Neither Catton ("... on June 3 the Federals lost rather more than 7,000 men, most of them in the first two hours of fighting." _Grant Takes Command_ page 267) nor MacPherson ("The Yankees suffered 7,000 casualties this day." _Battle Cry of Freedom_ page 735) repeat the "30 minutes."

Rhea's position is that breaking down the official casualty number (12,788) for the Cold Harbor Campaign into the various actions that occurred is "elusive." His analysis of the casualties covers about 30 pages, but his best approximation (pg 392) is that Federal losses were about 5,000 May 28- June 2 and 6,000 on ALL of June 3, not just the failed assault early in the am. The remaining casualties occurred through June 15th, the end of the reporting period.

So Catton's and MacPherson's figures are higher than Rhea's, by about 15%. However, having read all three (I've read Trudeau as well, but don't have it at hand) none repeat the "30 minutes" and their actual estimates look to all of June 3 and not just the AM assault.

Rhea spends 30 pages on the casualty numbers, Catton and MacPherson, not much more than a sentence. I don't doubt Rhea put forth a much greater effort digging through the reports and that his number is most likely the better one. It's certainly the one best supported by the available evidence.

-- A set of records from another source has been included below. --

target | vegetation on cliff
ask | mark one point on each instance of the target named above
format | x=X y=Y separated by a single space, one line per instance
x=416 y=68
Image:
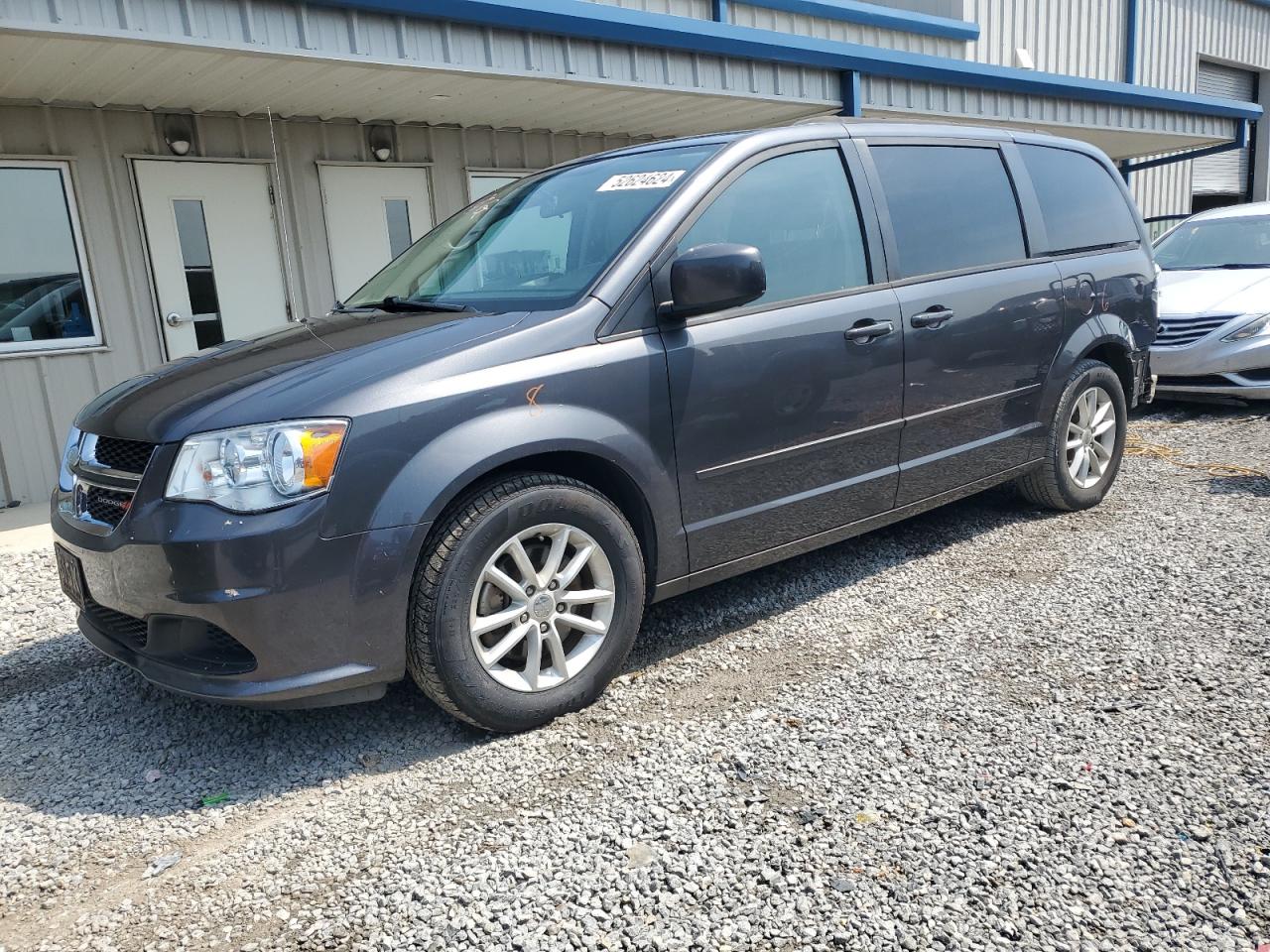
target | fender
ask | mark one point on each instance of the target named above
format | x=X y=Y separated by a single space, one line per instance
x=463 y=454
x=603 y=403
x=1092 y=333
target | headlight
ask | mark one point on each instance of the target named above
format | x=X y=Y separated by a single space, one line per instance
x=64 y=477
x=253 y=468
x=1260 y=325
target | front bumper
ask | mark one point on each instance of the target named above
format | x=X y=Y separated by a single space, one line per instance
x=317 y=621
x=1215 y=367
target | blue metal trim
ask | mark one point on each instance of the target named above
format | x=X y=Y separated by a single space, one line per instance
x=851 y=98
x=615 y=24
x=1130 y=42
x=874 y=16
x=1130 y=59
x=1239 y=143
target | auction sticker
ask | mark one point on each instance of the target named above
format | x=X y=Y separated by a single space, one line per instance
x=640 y=179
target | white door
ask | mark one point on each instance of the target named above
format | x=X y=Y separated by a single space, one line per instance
x=1224 y=173
x=213 y=250
x=373 y=212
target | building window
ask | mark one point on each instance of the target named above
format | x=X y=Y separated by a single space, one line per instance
x=481 y=182
x=46 y=298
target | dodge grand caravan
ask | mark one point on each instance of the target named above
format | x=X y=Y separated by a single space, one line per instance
x=603 y=385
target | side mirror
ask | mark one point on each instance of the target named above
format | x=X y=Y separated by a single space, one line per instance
x=715 y=277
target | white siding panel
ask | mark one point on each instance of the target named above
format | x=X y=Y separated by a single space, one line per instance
x=1079 y=37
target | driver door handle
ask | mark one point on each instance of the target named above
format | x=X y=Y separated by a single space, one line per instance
x=864 y=333
x=934 y=317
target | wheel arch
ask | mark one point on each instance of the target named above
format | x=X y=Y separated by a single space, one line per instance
x=1103 y=336
x=603 y=475
x=581 y=443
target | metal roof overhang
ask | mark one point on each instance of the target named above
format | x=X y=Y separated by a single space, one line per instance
x=300 y=71
x=211 y=77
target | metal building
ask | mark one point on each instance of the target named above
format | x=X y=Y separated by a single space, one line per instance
x=180 y=172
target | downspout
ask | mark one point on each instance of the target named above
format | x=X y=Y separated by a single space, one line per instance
x=851 y=105
x=1130 y=60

So Rhea has a rather minor difference from Catton and MacPherson, but none of these 3 support the statement "At Cold Harbor there were 7000 casualties in about a half hour."
See the chart in my #59 above. Rhea, who seems to be the only source you trust, has about half as many total casualties as everybody else. I did not invent the 7000/30 minute thing. It's stated by Shelby Foote, both in his 3-volume history and in Ken Burns' documentsry and in the other places I have posted today ad nauseum. The historians who don't agree with Rhea are not chumps, yet you completely ignore them and rely solely on Rhea. That's your prerogative. I'll stick to the consensus.
 
See the chart in my #59 above. Rhea, who seems to be the only source you trust, has about half as many total casualties as everybody else. I did not invent the 7000/30 minute thing. It's stated by Shelby Foote, both in his 3-volume history and in Ken Burns' documentsry and in the other places I have posted today ad nauseum. The historians who don't agree with Rhea are not chumps, yet you completely ignore them and rely solely on Rhea. That's your prerogative. I'll stick to the consensus.
I think that quote in Ken Burns the Civil War was added for effect.
That intro still gives me chills.
 
See the chart in my #59 above. Rhea, who seems to be the only source you trust, has about half as many total casualties as everybody else. I did not invent the 7000/30 minute thing. It's stated by Shelby Foote, both in his 3-volume history and in Ken Burns' documentsry and in the other places I have posted today ad nauseum. The historians who don't agree with Rhea are not chumps, yet you completely ignore them and rely solely on Rhea. That's your prerogative. I'll stick to the consensus.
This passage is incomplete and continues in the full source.